Emboldened by fringe political groups and media personalities, they’ve been speaking in opposition to this theory, claiming that it is bad for our children and ostensibly worried that it is or soon will be a part of our curriculum.

Although I had not heard of this theory, as a well-educated product of this district, I knew that I had a duty to seek out more information from reliable sources and to apply critical thinking skills.

What I have found out about critical race theory so far is this: At its core, it seeks to shine a spotlight on the structural oppression that is part of our society.
I love our country. I am a patriotic American who wants to see our country be the best version of itself that it can be. I want my children to learn of our flaws and to help us overcome them. Ongoing structural racism is one of those failings.
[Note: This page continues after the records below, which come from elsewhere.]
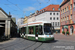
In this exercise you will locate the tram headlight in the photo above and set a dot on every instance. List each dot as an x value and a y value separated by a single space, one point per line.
24 36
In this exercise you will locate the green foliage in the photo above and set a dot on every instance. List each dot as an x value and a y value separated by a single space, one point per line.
67 32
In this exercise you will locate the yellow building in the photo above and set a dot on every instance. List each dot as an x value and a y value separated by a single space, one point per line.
25 19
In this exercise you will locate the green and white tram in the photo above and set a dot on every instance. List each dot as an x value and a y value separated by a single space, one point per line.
39 30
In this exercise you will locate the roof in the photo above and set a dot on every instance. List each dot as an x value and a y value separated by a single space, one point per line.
50 8
65 1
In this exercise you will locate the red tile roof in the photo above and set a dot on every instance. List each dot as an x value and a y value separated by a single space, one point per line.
64 2
50 8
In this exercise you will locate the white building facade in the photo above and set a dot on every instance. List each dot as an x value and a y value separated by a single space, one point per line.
50 15
19 22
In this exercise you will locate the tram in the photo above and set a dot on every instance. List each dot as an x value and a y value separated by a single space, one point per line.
39 30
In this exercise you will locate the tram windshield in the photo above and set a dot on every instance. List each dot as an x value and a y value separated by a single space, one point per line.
48 29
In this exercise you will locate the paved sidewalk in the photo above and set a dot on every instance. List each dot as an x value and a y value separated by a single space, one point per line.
65 37
7 41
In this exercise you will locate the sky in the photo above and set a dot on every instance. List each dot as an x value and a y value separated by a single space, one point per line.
22 8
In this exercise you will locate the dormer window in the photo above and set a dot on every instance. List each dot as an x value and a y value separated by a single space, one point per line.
53 9
43 10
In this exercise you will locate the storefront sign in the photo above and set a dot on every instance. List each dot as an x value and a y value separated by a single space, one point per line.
65 26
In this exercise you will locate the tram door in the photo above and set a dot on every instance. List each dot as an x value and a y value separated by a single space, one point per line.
36 32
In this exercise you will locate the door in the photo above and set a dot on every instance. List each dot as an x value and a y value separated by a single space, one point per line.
71 30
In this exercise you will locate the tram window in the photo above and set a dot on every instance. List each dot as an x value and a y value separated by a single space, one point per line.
36 31
40 30
31 29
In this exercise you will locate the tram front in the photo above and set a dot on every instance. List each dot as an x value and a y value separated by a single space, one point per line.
48 31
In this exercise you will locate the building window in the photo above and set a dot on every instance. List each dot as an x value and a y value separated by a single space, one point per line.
55 23
63 10
50 13
57 18
71 6
53 13
54 18
58 8
61 19
50 18
74 4
71 16
67 8
57 13
67 18
58 24
53 9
Anyone who wants our children to remain ignorant of this should examine why, especially if they stand to benefit from the structural inequalities still in place today.

I think the main reason for the sudden uproar is politics. Politicians are using this controversy to invigorate their followers. They are making false claims that white kids are being taught that they are innate oppressors. That is not happening in our classrooms. They are also mixing up critical race theory with culturally responsive teaching, diversity, equity, and inclusion, and even social and emotional learning.

The bluster and inconsiderate behavior displayed at board meetings by the opponents of critical race theory are unworthy of the good work done here. Nevertheless, in some ways I am thankful that CRT has been brought to our attention so we could learn about it. Otherwise who knows how long it would have stayed put in graduate level university programs.

I may not change the mind of anyone who has already decided that CRT is a problem. But let me direct this to you on the board — our apolitical board — and to our administration, and to anyone out there in our community who is unsure of what this uproar is all about: This venue is being used and abused for political purposes. This disruption and division are about political strategy and not about what is best for children in our community.

Editor's note: Tressa Rappold is a resident of Peoria.